The rule that stops students from applying to both the universities of Oxford and Cambridge in the same year could amount to a breach of competition law by restricting consumer choice, experts have suggested.
The Ucas rule means that the two universities do not compete over the same students after applications have been submitted. No other UK institutions have such agreements with each other.
Speaking privately to Times Higher Education, several scholars of competition law said the rule could be challenged.
And they suggested that another Ucas rule – that of restricting prospective undergraduates to five choices of institution – could also be challenged under competition law.
Looking at the Oxbridge applications rule, Dennis Farrington, visiting fellow at the Oxford Centre for Higher Education Policy Studies and co-author of The Law of Higher Education, said that there “may be an element of uncompetitive practice here given the pre-eminence of those universities and their domination of the market”.

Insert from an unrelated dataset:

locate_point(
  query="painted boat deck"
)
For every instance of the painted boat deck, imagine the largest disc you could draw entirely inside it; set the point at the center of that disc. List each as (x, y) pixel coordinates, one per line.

However, he added that he would “not like to stick my neck out and say this is definitely the case”.
Speaking generally, Christopher Townley, senior lecturer in international competition law and regulation at King’s College London, said that competition law “does have lots of implications in universities we haven’t thought through”.
He added that universities were likely to be subject to competition law in terms of applications, as this related to the buying and selling of services.
Competition law, as established in European Union statutes and incorporated into UK law, targets “undertakings” – defined as any entity engaged in an economic activity – a category more likely to cover universities since tuition fees rose and direct state funding fell.
Ucas, a limited company, could be affected by competition law as an “association of undertakings”. It has already cited competition law in withholding figures on institutions’ 2013 applications.
The key section of EU law prohibits “all agreements between undertakings, decisions by associations of undertakings and concerted practices…which have as their object or effect the prevention, restriction or distortion of competition”.
Dr Townley said that UK and EU laws both state that undertakings “mustn’t limit or control markets and…mustn’t interfere with markets or sources of supply”.
But he added that “anti-competitive procedures can sometimes have a defence”, especially where they benefit consumers by, for example, lowering the price or improving the quality of a service.
A University of Oxford spokesman said that trying to widen its pool of students while choosing between “exceptionally strong candidates” would be “made significantly more difficult if the rule of combination was removed and applications increased sharply”.
A University of Cambridge spokeswoman said: “The rule benefits students by accommodating the university’s holistic admissions selection process, which is central to our commitment to fair admissions and enables students from all backgrounds to demonstrate their potential.”
Both Oxford and Cambridge students’ unions gave strong support to the rule, saying it aided fair access.
A Ucas spokesman said that the Oxford-Cambridge applications arrangement “was put in place at their behest in the 1980s, when both were members of Ucca [the Universities Central Council on Admissions, which was later merged into Ucas]”.
The spokesman added that Ucas “considers that all of its practices, including those relating to admissions to Oxford and Cambridge, fully comply with all applicable laws, including competition law”.